Concurrent with the closing of the merger, Global will enter into a management agreement with LFDG, whereby Global will pay LFDG a management fee of $200,000 to assist Global with its business development. LFDG will also supervise the potential "spin-off" of Global to the stockholders of LFDG, wherein LFDG's stockholders will receive 10 percent of the Global shares, and the existing stockholders of Global will receive 90 percent of the shares of Global upon conversion of LFDG's preferred stock. A promissory note for $50,000 of the management fee was paid concurrent with the signing of the letter of intent and when paid shall be non-refundable.
Pursuant to the terms of the management agreement, Global shall make the election to be spun off from LFDG within 12 months from the closing date, which election shall be made at the decision of a majority of the holders of the convertible preferred stock received in the merger. Global is required to provide LFDG with 45 days prior notice of its intention to be spun off from LFDG. If the election to be spun off is not made by Global during the 12-month period commencing on the closing date, then the shares of LFDG preferred stock shall automatically convert into shares of LFDG common stock.
The closing of the transaction is contingent upon execution of a definitive merger agreement, satisfactory due diligence on Global, the payment of the remaining balance of $150,000 of the management fee, the finalization of an audit on the financial statements of Global, and other customary conditions of a transaction of this nature. A copy of the letter of intent will be attached to a Form 8-K and will be available on the SEC's Web site (www.sec.gov).
"The acquisition of Global Universal Film Group Ent. is anticipated to afford us with an ability to diversify our holdings into a highly profitable industry, allowing us the opportunity to leverage our capital at high yields with reduced risk while building shareholder value," commented Morton Reed, CEO of LFDG.
About Global Universal Film Group Ent. Inc.
Global Universal Film Group Ent. Inc. is currently engaged in film and book development, film and book production, as well as co-production financing arrangements with various countries that have established a co-production treaty for entertainment projects.
Global's President Jackelyn Giroux has written and produced several films and a book by utilizing co-production monies through co-production treaty agreements between Canada, the United Kingdom, France, Australia and Germany, and has recently entered an agreement with the Dominican Republic Film Commission to produce several films in 2006 with Canadian financing participation.

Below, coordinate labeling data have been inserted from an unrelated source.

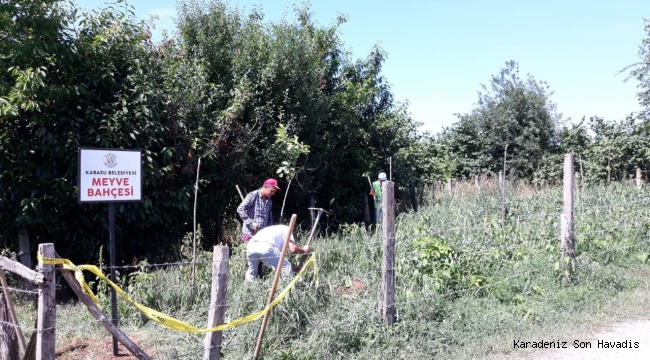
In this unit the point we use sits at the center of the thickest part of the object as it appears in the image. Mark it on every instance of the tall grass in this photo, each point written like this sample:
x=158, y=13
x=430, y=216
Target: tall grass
x=467, y=283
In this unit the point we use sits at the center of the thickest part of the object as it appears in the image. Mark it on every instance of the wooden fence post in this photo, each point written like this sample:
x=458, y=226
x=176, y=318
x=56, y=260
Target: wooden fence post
x=45, y=331
x=12, y=312
x=8, y=334
x=566, y=219
x=25, y=255
x=220, y=268
x=366, y=210
x=388, y=262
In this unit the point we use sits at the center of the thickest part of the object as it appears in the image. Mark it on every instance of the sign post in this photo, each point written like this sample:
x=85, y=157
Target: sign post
x=110, y=175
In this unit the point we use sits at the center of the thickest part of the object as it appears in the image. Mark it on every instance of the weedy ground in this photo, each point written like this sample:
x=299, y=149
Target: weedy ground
x=469, y=282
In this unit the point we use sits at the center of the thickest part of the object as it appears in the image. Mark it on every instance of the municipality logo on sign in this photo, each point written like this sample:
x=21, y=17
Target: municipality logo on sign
x=110, y=160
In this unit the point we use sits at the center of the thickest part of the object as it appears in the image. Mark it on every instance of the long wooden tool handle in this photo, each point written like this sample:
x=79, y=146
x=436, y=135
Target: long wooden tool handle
x=313, y=230
x=12, y=312
x=240, y=194
x=278, y=272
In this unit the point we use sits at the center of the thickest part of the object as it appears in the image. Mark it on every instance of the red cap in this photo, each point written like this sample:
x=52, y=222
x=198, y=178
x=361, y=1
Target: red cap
x=272, y=182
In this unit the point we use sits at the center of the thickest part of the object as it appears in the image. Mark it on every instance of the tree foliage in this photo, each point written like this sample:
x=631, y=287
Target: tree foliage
x=221, y=89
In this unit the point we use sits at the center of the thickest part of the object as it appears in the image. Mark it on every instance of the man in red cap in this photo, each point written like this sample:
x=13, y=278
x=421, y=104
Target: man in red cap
x=255, y=210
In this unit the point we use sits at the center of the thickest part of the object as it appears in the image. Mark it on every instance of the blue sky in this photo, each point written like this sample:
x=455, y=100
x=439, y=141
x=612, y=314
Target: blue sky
x=441, y=51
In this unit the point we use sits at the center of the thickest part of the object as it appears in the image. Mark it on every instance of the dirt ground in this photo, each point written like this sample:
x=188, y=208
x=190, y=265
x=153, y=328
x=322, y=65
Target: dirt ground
x=634, y=334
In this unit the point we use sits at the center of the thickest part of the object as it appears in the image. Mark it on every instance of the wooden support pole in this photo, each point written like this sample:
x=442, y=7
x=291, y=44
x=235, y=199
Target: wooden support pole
x=240, y=194
x=111, y=253
x=45, y=330
x=566, y=220
x=217, y=314
x=12, y=312
x=388, y=261
x=196, y=199
x=19, y=269
x=366, y=210
x=25, y=255
x=278, y=272
x=8, y=342
x=101, y=318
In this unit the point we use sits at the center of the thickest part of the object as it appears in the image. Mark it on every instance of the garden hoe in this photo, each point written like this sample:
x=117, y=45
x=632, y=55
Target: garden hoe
x=311, y=235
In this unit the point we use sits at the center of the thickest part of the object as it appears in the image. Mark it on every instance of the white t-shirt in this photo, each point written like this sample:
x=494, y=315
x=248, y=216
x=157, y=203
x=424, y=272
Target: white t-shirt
x=274, y=234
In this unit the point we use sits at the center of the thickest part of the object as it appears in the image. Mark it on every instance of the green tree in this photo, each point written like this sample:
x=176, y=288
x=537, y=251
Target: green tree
x=512, y=112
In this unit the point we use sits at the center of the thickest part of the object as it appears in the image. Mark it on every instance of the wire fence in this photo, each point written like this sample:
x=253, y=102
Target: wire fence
x=232, y=338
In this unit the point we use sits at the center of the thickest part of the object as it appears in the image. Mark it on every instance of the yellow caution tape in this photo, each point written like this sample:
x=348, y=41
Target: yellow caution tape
x=159, y=317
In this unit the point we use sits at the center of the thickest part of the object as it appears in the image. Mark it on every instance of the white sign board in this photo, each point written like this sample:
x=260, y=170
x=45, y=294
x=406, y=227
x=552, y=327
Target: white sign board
x=107, y=175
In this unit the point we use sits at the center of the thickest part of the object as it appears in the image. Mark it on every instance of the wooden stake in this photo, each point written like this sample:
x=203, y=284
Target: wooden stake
x=45, y=331
x=503, y=187
x=12, y=312
x=217, y=314
x=196, y=192
x=278, y=272
x=566, y=220
x=25, y=255
x=240, y=194
x=102, y=319
x=388, y=262
x=8, y=347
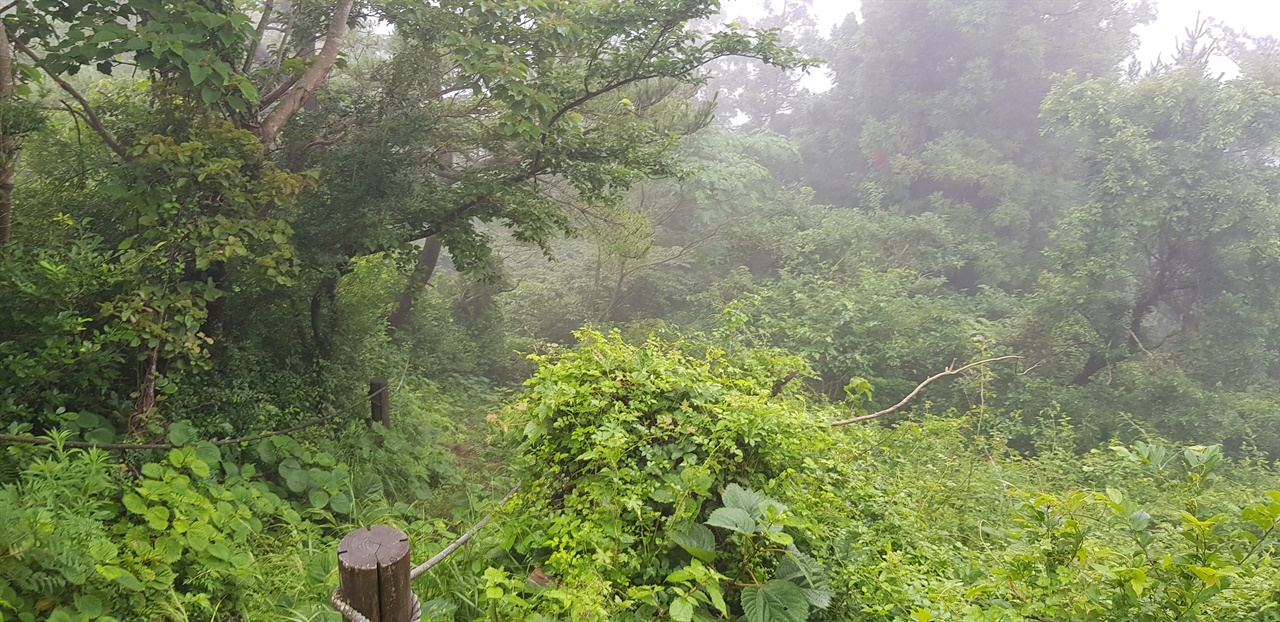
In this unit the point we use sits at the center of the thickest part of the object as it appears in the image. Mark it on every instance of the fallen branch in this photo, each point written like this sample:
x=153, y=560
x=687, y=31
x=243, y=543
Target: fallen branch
x=950, y=371
x=439, y=557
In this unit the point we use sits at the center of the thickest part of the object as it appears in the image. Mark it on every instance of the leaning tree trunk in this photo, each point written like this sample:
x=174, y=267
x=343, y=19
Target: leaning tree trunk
x=417, y=280
x=8, y=142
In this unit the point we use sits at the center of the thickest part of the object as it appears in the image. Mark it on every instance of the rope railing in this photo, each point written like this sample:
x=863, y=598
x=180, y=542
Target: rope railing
x=374, y=575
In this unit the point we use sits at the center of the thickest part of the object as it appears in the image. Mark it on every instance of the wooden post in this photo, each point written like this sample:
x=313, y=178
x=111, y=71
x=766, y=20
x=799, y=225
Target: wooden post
x=374, y=572
x=380, y=402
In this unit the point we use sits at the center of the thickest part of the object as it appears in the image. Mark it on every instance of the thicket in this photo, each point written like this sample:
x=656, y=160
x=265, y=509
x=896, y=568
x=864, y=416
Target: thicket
x=616, y=252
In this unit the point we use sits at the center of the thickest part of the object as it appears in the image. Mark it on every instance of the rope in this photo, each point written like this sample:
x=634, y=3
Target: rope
x=355, y=616
x=439, y=557
x=344, y=608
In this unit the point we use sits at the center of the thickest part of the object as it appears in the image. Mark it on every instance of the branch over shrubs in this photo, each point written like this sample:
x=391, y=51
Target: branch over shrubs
x=950, y=371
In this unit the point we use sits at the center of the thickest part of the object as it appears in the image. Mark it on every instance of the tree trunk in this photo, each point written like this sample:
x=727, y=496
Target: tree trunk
x=1097, y=362
x=8, y=142
x=417, y=280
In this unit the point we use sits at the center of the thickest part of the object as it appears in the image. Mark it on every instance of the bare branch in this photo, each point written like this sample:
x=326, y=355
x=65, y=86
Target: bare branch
x=90, y=115
x=439, y=557
x=311, y=79
x=257, y=35
x=950, y=371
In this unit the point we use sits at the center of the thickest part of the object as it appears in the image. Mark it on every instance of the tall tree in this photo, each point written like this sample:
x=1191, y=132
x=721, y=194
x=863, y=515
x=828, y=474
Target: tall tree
x=1175, y=245
x=935, y=109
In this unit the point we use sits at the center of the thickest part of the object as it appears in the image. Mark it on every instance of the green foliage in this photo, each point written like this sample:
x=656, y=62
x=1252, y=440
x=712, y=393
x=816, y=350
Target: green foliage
x=624, y=452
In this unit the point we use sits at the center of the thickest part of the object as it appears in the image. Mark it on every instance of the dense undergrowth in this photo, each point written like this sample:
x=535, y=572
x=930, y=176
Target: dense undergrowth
x=662, y=479
x=584, y=273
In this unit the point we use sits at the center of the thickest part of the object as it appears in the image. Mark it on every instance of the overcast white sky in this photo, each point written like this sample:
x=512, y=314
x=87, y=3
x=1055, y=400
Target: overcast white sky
x=1257, y=17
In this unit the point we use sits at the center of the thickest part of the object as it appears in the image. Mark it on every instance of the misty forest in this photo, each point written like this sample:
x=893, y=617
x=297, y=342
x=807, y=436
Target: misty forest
x=956, y=310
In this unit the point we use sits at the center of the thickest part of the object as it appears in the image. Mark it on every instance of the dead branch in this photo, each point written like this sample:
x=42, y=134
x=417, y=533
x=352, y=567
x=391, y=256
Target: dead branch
x=950, y=371
x=90, y=115
x=257, y=35
x=439, y=557
x=311, y=79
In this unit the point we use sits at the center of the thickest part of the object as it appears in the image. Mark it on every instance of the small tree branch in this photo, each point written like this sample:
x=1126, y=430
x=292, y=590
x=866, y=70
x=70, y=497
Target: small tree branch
x=439, y=557
x=311, y=79
x=257, y=35
x=950, y=371
x=90, y=115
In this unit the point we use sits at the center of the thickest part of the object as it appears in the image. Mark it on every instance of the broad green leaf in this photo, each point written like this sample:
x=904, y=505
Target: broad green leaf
x=740, y=498
x=698, y=540
x=181, y=434
x=732, y=518
x=777, y=602
x=681, y=609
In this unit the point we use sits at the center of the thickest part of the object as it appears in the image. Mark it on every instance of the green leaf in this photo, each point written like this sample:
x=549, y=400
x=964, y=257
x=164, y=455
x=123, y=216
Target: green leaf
x=698, y=540
x=248, y=91
x=732, y=518
x=90, y=606
x=199, y=73
x=808, y=574
x=200, y=469
x=777, y=602
x=158, y=517
x=133, y=503
x=681, y=609
x=295, y=476
x=341, y=503
x=120, y=576
x=181, y=434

In addition, Global is presently negotiating to acquire two small film production companies that will provide Global with a library of novels and screenplays to be produced, as well as a film in post-production and another film slated to be filmed in the Dominican Republic.
"Global intends to build shareholder value by acquiring small film companies and independent film projects that have synergy with our production and financing resources," stated Giroux. "Our production team will work closely with other countries, not only because of financing relationships, but also because of subject matters we feel can cross over delivering a worldwide, universal message that has significant marketing appeal."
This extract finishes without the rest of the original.